ResourceSync Framework Specification

Monday, February 11th, 2013

NISO and OAI Release Draft for Comments of ResourceSync Framework Specification

From the post:

NISO and the Open Archives Initiative (OAI) announce the release of a beta draft for comments of the ResourceSync Framework Specification for the web consisting of various capabilities that allow third-party systems to remain synchronized with a server’s evolving resources. The ResourceSync joint project, funded with support from the Alfred P. Sloan Foundation and the JISC, was initiated to develop a new open standard on the real-time synchronization of Web resources.

Increasingly, large-scale digital collections are available from multiple hosting locations, are cached at multiple servers, and leveraged by several services. This proliferation of replicated copies of works or data on the Internet has created an increasingly challenging problem of keeping the repositories’ holdings and the services that leverage them up-to-date and accurate. The ResourceSync draft specification introduces a range of easy to implement capabilities that a server may support in order to enable remote systems to remain more tightly in step with its evolving resources.

The draft specification is available on the OAI website at: www.openarchives.org/rs/0.5/resourcesync. Comments on the draft can be posted on the public discussion forum at: https://groups.google.com/forum/?fromgroups#!forum/resourcesync.

For more on the ResourceSync Framework, see the article in the January/February 2013 issue of D-Lib.

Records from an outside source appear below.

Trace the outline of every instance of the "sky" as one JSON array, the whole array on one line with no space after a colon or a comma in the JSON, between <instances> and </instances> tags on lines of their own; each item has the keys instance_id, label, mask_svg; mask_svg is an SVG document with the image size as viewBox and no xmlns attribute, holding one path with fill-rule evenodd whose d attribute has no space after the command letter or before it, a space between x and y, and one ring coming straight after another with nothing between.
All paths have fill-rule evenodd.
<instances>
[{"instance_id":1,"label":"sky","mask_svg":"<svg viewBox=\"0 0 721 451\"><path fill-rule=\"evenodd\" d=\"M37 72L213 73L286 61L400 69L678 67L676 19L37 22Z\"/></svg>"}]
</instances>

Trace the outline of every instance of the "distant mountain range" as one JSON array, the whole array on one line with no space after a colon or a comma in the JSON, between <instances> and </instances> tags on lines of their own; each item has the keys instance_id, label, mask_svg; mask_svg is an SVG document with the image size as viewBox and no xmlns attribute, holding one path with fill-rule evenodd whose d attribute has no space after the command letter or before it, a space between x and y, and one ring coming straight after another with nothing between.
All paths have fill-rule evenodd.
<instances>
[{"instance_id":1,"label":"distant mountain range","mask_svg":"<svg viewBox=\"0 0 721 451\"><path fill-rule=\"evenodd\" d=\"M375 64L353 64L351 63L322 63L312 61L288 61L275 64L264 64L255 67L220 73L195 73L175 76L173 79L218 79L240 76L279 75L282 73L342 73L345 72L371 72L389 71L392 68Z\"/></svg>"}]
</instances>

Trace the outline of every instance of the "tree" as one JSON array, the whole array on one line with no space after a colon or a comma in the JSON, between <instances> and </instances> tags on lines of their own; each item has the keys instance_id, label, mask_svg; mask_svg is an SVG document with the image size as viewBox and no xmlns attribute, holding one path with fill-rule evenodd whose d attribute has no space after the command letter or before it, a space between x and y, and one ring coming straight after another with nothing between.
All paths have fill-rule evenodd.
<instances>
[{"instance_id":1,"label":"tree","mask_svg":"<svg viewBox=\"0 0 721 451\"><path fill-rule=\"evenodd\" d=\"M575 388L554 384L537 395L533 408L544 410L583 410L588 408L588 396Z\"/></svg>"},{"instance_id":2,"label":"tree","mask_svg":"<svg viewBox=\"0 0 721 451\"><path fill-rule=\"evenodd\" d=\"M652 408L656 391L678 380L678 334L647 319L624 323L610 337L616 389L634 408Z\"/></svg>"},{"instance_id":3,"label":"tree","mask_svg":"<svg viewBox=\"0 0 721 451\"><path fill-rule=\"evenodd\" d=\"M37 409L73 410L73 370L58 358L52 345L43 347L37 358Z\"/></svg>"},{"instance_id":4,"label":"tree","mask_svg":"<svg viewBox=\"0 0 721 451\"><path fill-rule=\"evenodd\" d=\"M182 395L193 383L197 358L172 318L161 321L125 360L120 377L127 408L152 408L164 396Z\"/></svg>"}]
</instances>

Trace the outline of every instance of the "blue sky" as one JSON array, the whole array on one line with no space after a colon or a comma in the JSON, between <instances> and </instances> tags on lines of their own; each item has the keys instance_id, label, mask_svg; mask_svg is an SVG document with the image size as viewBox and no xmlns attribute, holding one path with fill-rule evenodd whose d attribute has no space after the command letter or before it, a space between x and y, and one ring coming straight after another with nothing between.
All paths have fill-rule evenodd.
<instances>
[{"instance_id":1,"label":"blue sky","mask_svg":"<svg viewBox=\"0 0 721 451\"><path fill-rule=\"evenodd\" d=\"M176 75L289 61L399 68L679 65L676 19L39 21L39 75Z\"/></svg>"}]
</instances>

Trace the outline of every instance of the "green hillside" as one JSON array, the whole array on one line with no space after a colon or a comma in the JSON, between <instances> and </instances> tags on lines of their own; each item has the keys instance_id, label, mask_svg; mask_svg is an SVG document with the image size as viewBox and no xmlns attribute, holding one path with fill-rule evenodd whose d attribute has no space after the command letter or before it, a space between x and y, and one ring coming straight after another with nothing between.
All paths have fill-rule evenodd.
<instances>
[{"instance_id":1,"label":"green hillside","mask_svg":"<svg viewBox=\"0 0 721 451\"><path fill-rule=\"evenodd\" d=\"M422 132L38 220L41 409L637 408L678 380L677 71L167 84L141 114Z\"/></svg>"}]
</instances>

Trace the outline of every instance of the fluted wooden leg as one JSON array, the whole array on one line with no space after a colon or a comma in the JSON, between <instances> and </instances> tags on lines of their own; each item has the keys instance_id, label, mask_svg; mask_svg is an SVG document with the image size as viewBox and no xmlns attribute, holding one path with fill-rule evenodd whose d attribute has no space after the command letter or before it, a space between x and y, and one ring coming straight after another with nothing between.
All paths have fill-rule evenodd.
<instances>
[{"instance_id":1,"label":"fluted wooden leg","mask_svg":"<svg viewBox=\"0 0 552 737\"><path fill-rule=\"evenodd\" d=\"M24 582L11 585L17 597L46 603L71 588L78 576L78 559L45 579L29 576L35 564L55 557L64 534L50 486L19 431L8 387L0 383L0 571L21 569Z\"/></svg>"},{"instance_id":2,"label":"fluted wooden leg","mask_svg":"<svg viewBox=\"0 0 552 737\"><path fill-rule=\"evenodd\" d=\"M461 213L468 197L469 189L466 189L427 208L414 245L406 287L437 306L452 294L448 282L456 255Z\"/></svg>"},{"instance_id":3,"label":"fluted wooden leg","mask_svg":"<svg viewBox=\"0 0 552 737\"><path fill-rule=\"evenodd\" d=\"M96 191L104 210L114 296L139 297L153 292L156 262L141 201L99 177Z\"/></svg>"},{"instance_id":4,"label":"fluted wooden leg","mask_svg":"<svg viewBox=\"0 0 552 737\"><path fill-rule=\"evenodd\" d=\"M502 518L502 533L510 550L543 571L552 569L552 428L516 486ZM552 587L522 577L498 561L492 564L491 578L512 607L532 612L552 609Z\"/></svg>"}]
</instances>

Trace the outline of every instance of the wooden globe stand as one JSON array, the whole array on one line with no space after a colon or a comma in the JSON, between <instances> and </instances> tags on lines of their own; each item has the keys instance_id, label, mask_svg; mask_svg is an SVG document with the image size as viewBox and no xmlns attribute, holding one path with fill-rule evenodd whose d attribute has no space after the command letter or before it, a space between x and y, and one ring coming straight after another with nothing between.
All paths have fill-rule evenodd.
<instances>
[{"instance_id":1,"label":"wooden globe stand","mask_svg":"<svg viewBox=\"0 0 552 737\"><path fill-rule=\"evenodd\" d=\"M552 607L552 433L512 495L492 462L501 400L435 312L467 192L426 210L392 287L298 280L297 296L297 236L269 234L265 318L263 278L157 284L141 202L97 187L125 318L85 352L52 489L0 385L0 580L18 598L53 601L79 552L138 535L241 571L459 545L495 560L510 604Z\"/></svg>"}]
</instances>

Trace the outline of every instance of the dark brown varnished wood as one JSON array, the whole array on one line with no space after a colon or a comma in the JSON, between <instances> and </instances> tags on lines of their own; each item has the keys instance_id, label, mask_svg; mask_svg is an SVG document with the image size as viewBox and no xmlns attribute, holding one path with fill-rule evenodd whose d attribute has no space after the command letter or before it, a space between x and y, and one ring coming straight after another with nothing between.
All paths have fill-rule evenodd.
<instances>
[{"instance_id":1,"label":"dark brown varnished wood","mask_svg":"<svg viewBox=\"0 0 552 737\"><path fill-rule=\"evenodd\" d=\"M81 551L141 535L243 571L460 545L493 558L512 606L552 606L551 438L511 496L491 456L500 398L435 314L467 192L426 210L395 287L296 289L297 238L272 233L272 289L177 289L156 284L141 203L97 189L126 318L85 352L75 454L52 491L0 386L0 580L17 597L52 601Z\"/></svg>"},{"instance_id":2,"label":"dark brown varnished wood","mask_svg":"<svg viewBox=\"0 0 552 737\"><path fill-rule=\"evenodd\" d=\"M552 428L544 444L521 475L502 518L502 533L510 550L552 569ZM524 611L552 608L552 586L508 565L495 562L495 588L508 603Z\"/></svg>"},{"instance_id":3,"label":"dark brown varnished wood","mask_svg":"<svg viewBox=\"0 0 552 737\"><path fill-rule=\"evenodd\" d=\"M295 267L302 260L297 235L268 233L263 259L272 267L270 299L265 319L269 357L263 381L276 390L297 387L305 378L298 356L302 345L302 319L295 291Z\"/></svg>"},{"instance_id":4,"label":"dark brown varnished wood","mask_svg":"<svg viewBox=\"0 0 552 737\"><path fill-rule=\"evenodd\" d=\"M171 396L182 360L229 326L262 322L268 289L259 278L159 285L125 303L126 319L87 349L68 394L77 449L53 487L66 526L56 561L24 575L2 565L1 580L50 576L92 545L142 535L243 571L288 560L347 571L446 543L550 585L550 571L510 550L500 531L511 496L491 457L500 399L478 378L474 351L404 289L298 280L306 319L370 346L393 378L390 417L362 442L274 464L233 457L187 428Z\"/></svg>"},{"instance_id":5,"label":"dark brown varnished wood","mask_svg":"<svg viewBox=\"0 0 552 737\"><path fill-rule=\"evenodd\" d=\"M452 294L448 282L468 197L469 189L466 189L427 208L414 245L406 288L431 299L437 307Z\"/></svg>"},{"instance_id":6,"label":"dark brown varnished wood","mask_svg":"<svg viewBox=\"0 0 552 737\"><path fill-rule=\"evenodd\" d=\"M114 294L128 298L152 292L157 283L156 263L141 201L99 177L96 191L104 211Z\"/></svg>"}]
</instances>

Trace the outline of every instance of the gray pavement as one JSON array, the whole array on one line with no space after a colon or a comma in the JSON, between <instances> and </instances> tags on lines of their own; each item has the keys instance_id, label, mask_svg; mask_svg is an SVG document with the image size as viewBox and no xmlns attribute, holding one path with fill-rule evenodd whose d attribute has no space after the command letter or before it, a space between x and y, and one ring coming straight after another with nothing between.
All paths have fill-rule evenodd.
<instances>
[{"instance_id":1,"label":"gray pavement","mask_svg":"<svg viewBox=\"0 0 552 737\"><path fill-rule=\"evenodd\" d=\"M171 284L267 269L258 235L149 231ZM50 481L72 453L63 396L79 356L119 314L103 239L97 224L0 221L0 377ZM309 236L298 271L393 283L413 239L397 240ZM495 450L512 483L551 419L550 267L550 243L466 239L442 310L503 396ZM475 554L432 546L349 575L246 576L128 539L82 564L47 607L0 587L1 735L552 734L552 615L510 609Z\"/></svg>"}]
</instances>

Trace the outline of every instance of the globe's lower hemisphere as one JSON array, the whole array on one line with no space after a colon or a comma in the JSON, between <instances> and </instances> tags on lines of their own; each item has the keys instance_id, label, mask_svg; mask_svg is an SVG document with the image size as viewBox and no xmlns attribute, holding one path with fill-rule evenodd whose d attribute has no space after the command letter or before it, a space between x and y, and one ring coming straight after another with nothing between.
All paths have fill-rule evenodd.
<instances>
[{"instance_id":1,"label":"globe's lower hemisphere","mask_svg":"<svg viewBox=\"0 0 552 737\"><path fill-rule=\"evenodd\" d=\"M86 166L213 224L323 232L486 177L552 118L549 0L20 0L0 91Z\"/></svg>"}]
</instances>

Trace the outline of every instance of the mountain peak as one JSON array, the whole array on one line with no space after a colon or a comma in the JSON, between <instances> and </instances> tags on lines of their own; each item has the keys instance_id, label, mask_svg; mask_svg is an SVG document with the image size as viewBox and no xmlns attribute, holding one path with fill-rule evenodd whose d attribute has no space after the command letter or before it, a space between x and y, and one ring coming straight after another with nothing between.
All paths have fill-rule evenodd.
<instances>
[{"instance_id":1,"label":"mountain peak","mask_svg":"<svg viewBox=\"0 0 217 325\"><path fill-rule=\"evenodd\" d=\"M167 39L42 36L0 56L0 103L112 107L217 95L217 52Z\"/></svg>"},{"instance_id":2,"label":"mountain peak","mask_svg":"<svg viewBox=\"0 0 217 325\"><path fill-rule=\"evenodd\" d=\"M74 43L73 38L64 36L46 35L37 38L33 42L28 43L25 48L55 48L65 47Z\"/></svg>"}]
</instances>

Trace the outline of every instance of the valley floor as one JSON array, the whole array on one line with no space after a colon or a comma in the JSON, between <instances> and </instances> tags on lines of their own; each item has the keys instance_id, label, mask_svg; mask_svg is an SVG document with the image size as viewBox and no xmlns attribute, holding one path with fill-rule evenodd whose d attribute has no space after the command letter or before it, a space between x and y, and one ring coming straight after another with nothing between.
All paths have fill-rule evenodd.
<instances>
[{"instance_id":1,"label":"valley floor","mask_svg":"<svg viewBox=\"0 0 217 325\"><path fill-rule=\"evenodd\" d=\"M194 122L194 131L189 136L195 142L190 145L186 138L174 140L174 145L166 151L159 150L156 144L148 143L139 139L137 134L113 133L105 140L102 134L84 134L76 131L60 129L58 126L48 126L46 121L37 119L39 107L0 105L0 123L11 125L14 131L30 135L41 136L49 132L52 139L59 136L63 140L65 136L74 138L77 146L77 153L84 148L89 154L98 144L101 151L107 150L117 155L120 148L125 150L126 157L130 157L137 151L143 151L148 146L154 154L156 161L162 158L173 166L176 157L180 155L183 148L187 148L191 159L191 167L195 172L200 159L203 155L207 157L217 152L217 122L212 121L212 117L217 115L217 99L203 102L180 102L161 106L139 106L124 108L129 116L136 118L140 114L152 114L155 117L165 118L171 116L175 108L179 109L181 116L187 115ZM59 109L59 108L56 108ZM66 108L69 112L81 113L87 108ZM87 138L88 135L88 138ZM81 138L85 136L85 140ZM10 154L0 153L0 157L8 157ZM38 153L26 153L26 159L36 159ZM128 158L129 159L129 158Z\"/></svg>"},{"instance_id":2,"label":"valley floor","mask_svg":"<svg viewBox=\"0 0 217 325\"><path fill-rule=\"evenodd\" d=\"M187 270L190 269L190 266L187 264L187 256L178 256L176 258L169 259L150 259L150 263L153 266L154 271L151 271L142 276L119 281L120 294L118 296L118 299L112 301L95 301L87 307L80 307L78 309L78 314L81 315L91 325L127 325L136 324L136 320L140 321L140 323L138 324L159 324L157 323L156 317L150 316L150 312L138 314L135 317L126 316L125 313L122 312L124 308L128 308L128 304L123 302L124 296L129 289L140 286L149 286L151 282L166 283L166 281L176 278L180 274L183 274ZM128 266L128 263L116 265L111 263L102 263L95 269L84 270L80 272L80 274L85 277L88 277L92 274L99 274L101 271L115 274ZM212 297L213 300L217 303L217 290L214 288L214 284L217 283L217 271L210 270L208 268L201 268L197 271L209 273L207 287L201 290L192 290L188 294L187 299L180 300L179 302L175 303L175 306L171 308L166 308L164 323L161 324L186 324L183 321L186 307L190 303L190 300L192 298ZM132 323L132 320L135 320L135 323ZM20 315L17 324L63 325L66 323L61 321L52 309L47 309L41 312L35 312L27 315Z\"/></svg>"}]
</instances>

For those interested in synchronization of resources. Say from or to topic maps.

Similarity and Duplicate Detection System for an OAI Compliant Federated Digital Library

Tuesday, September 28th, 2010

Similarity and Duplicate Detection System for an OAI Compliant Federated Digital Library Authors: Haseebulla M. Khan, Kurt Maly and Mohammad Zubair Keywords: OAI – duplicate detection – digital library – federation service

Abstract:

The Open Archives Initiative (OAI) is making feasible to build high level services such as a federated search service that harvests metadata from different data providers using the OAI protocol for metadata harvesting (OAI-PMH) and provides a unified search interface. There are numerous challenges to build and maintain a federation service, and one of them is managing duplicates. Detecting exact duplicates where two records have identical set of metadata fields is straight-forward. The problem arises when two or more records differ slightly due to data entry errors, for example. Many duplicate detection algorithms exist, but are computationally intensive for large federated digital library. In this paper, we propose an efficient duplication detection algorithm for a large federated digital library like Arc.

The authors discovered that title weight was more important than author weight in the discovery of duplicates. Working with a subset of 73 archives with 465,440 records. Would be interesting to apply this insight to a resource like WorldCat, where duplicates are a noticeable problem.